I'm programming in a Keil Board and am trying to count the number of clock periods taken for execution by a code block inside a C function.

Is there a way to get time with precision to microseconds before and after the code block, so that I can get the diff and divide it by the number of clock periods per microsecond to compute the clock periods consumed by the block?

The clock() function in time.h gives time in seconds which will give the diff as 0 as it is a small code block that I'm trying to get the clock periods for.

If this is not a good way to solve this problem are there alternatives?

3
Have you tried clock_gettime() with the various clocks options? CLOCK_MONOTONIC_RAW or CLOCK_PROCESS_CPUTIME_ID. But for them to be precise you need to enable High-Resolution timers in your kernel (on regular distributions it is already enabled by default, but these are not embedded exactly)EdwardH
clock_gettime() is available in linux only right. It's not available in the libraries (time.h) that come with Keil MicroVision IDE...rutxkl
@EdwardH: rutxkl has failed to specify exactly what board/chip he is using, but most Keil boards are low-end ARM micro-controllers and unlikely to be running Linux, or indeed any OS other than a simple real-time kernel. I think you may have assumed too much!Clifford
@Clifford: Indeed I have, the embedded-linux tag on the post confused me.EdwardH
@Edward: I did not notice that! Your assumption was perhaps valid, but rutxkl response suggests that it is mis-tagged. Removed it.Clifford

3 Answers

5
votes

Read up on the timers in the chip, find one the operating system/environment you are using has not consumed and use it directly. This takes some practice, you need to use volatiles to not let the compiler re-arrange your code or not re-read the timer. And you need to adjust the prescaler on the timer so that it gets the most practical resolution without rolling over. So start with a big prescale divisor, convince yourself it is not rolling over, then make that prescale divisor shorter, until you reach a divide by one or or reach the desired accuracy.
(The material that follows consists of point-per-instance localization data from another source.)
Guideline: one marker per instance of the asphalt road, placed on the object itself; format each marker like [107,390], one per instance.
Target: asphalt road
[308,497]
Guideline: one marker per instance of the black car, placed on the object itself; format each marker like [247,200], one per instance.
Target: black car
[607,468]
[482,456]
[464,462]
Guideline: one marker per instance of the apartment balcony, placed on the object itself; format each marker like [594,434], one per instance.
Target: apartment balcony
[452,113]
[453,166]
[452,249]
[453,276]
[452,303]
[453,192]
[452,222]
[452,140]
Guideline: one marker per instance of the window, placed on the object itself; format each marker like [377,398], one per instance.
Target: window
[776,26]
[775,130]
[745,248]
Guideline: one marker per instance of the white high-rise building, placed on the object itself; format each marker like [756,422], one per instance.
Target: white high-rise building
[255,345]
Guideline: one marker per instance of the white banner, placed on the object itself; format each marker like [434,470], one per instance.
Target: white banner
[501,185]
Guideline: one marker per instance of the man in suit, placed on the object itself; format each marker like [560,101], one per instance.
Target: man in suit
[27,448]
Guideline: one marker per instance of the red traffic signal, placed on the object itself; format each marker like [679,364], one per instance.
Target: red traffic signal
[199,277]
If divide by one doesnt give you enough then you have to call the function many times in a loop and time around that loop. Remember that any time you change your code to add these measurements you can and will change the performance of your code, sometimes small enough not to notice, sometimes 10% - 20% or more. if you are using a cache then any line of code you add or remove can change the performance by double digit percentages and you have to understand more about timing your code at that point.

3
votes

The best way to count the number of clock cycles in the embedded world is to use an oscilloscope. Toggle a GPIO pin before and after your code block and measure the time with the oscilloscope.The measured time multiplied by the CPU frequency is the numbler of CPU clock cycles spent.

1
votes

You have omitted to say what processor is on the board (far more important than the brand of board!), if the processor includes ETM, and you have a ULINK-Pro or other trace-capable debugger then uVision can unintrusively profile the executing code directly at the instruction cycle level.

Similarly if you run the code in the uVision simulator rather than real hardware, you can get cycle accurate profiling and timing, without the need for hardware trace support.
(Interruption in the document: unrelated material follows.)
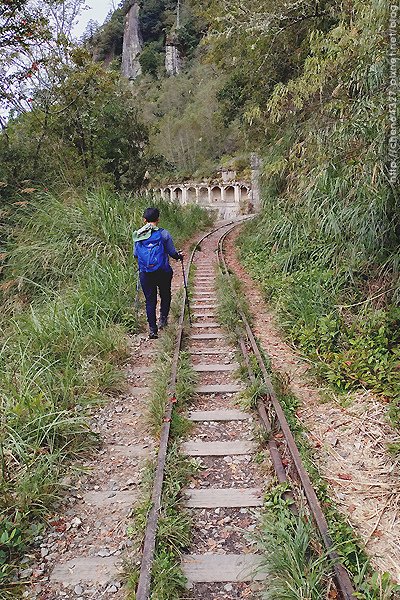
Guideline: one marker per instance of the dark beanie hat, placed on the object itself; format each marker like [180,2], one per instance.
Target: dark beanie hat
[151,214]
Even without the trace capability, uVision's "stopwatch" feature can perform timing between two break-points directly. The stopwatch is at the bottom of the IDE in the status bar. You do need to set the clock frequency in the debugger trace configuration to get "real-time" from the stop-watch.
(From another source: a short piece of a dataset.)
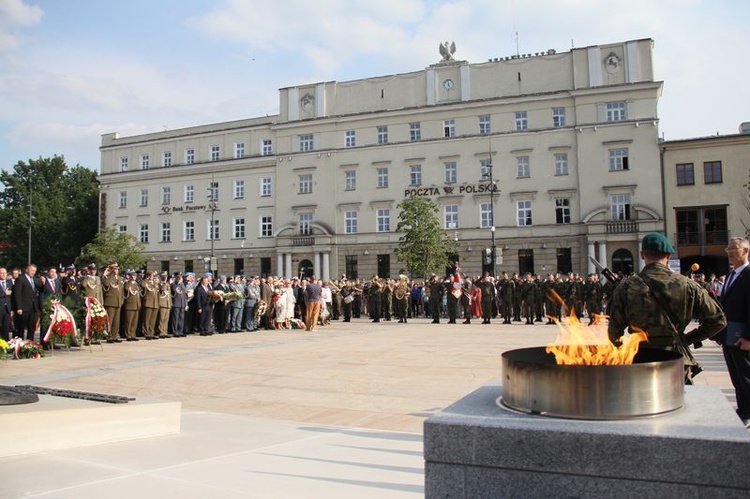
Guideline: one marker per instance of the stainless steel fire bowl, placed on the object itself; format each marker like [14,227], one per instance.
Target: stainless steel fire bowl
[535,384]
A simple approach that requires no special debug or simulator capability is to use an available timer peripheral (or in the case of Cortex-M devices the sysclk) to timestamp the start and end of execution of a code section, or if you have no available timing resource, you could toggle a GPIO pin and monitor it on an oscilloscope. These methods have some level of software overhead that is not present in hardware or simulator trace, that may make them unsuitable for very short code sections.